As someone who witnessed her body give birth to a human, I firmly believe that the body is competent. Therefore, it knows what it’s doing and how to return to a healthy equilibrium.
So through these spurts of anxiety and long days of depression, I allowed these hormonal waves to take me down the river rapids with them and trusted that I’d be spitting out into calm waters soon enough. Perhaps this shift in perspective helped.
But what I’m about to tell you helped me even more.
It was Tuesday morning, and my husband and I had been craving an authentic community to come around us for the past four months. But being new parents made it easy for us to keep pushing it off.
I had woken up and did not think I could get out of bed that morning. But I had my precious little girl to care for. I had to get up; I didn’t have a choice.
And you bet I celebrated that win! It’s the little victories, you know? They must be celebrated! I even made my bed. Victory number two. And taking care of my sweet baby girl, who gave me nothing but smiles and laughs that day. Victory number three.
So because of such forward progress in a day where I thought I might die, my husband and I felt the evening was right to finally attend this community group hosted by our friend while my mom watched Gracie.
Let’s say that evening felt like a new breath had been restored to my lungs.
By the end of our time sharing and hearing each other’s stories, someone asked the group if anyone in the room needed prayer. I could feel the heat stirring around my heart, almost like something working through my body was encouraging me to speak. So I did.
My lip started to quiver; tears began to trickle down my cheeks, and my cry became a rapid-fire hyperventilating expression of, “I’ve been battling depression and anxiety, and I just feel alone.”
And the group of 12 people just gave me precious space to let it all out. I sobbed for five minutes straight. A friend came over, put her hand on me, and rubbed my back.
As vulnerable as it felt, my spirit needed it. My spirit needed to be seen and heard by those around me. My spirit needed to breathe again. I needed to breathe again. I just had to be honest about where I was at, not as an obligation to the group but more to myself.
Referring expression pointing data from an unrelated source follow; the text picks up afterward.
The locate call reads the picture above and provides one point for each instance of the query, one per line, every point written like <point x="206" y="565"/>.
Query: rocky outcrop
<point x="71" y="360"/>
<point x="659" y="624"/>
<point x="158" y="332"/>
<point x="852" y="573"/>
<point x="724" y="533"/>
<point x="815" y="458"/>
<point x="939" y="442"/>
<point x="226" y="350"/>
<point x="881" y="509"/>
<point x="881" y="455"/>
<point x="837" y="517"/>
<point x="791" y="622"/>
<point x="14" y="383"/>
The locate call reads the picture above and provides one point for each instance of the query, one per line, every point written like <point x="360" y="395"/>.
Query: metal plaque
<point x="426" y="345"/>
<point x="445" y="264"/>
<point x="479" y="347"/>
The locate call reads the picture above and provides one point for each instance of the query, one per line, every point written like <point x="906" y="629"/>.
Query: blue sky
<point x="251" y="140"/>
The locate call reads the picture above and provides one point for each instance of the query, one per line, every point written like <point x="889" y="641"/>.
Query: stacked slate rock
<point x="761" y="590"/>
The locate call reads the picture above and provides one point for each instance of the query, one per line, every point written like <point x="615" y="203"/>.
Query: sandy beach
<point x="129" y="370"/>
And… three days later, I began to see the light again. My instinct was right when I said, “Love always wins.”
A letter to you, new mom
Hormones can pop up and hit you out of nowhere in the first year, not just the first couple of months. Give your body grace, and know it’s okay if things hit you later in the game.
When you’re feeling low, celebrate the little victories, like getting out of bed in the morning, putting makeup on, or giving your baby one quick smile.
Instead of combating these feelings and moods, ride with them. Even though they’re unpredictable and a bit scary, take heart and know that you’ll be spitting out into calm waters sooner than later. Hormones always find their way back to neutrality.
Community. Community. Community. There’s something freeing about admitting you’re in a low place, especially in a group setting. One-on-one’s work for some. But a group has always benefited me—especially this time around.
Whether it’s a mom’s, creative meet-up, or church group, there’s something so special about sharing your heart with a group of people who care. Ever since then, I began to feel better. And you can too!
You are not alone! What you’re going through is normal, and it’s nothing to be concerned about. You are normal. You are not weak. You are not broken. You are stronger for going through this. You got this.